Para não deixar o teatro morrer: campanha busca manter casa de três coletivos culturais de Fortaleza

No Dia Nacional do Teatro, celebrado nesta terça-feira (19), o desafio da Casa da Esquina, espaço independente que luta para permanecer de pé e pulsando

Escrito por Diego Barbosa , diego.barbosa@svm.com.br
Legenda: Campanha “Casa da Esquina Viva” é um grito para que o teatro não morra e a arte prevaleça
Foto: Arquivo pessoal

Quando abriu as portas na Rua João Lobo Filho, 62, em setembro de 2007, a Casa da Esquina tinha um objetivo claro: ser espaço de livre acesso à criação. A intenção não apenas foi cumprida como multiplicou em mais afazeres, consolidando o ambiente como lugar de formação, fruição, gestão e realização artísticas. Um oásis na paisagem cultural de Fortaleza.

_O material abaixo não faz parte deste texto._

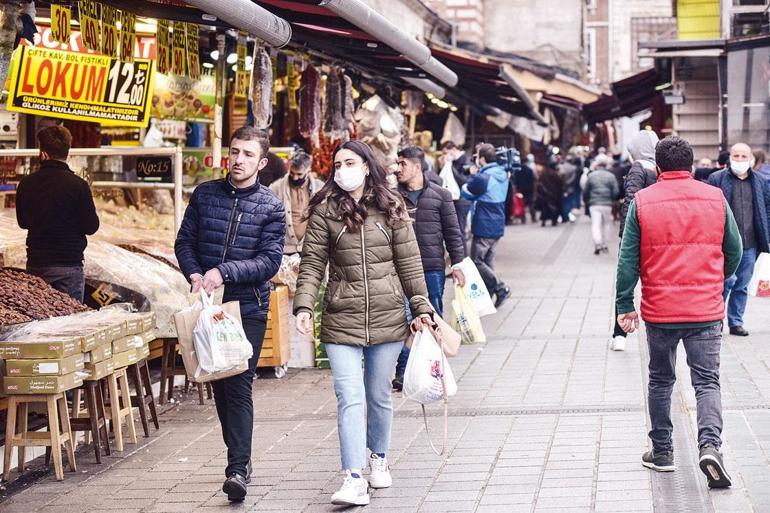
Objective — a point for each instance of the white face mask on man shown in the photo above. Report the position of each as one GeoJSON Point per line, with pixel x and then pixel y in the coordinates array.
{"type": "Point", "coordinates": [741, 169]}
{"type": "Point", "coordinates": [350, 178]}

Mesmo assim, o que era para representar garantia ininterrupta, agora ameaça a continuidade das ações no local, culminando em uma saída inadiável. A campanha “Casa da Esquina Viva” é um grito para que o teatro não morra e a arte prevaleça. O foco é sobretudo arrecadar fundos para manter o funcionamento da sede até janeiro de 2024.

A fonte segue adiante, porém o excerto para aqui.